Missing observations occur in physical and social science research; Missing observations may arise from people not responding to question,; changes in data definitions, technology of data collection, and natural disasters and wars, among others. Many methods have been proposed to impute the missing observations; these methods often impose restrictive assumptions about the nature of the missing values, with missing at random being the most common. Though they work well in practice, the theoretical properties of the imputed data are not well understood. Without a distribution theory, the sampling uncertainty around the imputed values cannot be measured. Furthermore, the assumption that the missing observations happen at random is often not appropriate for economic data. This project will develop procedures that will use information in the time and cross-section dimensions to recover the missing values in a data set. This framework has applications in many areas but the project uses three areas to illustrate the usefulness of these methods. These methods allow researchers to work with data that has missing observations, allowing for more efficient evaluation of programs as well as provide better advise to businesses and businesses. This will also help establish the US as the global leader in big data econometrics.

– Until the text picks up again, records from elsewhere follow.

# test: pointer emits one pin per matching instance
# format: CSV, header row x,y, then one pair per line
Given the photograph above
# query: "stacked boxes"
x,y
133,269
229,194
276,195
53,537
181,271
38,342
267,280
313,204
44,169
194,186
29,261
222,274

This project will develop a suite of factor based imputation (FBI) procedures that will use information in the time and cross-section dimensions to recover the missing values. The main insight is to organize the data into blocks and subsequently exploit the overlapping information between blocks. In place of the missing at random, the analysis assumes that the data admit a strong factor structure. In the simplest case when the missing data appear in an organized manner, the solution is an algorithm that involves no more than two applications of principal components. When the missing data are disorganized, one application of principal components coupled with a series of projections will also yield consistent estimates. The project will establish the convergence rates of the missing values, characterize the sampling error, and document its finite sample properties via simulations. This framework has broad applications but the project focuses on three: (i) estimation of the individual and average treatment effect of the treated; (ii) covariance structure estimation (of e.g. earnings dynamics) when missing data affects computation of second moments; and (iii) mixed frequency data and the use of imputed values in forecasting. A set of computer programs, written in R package, will be made publicly available. This research will establish the US as the global leader in big data analysis.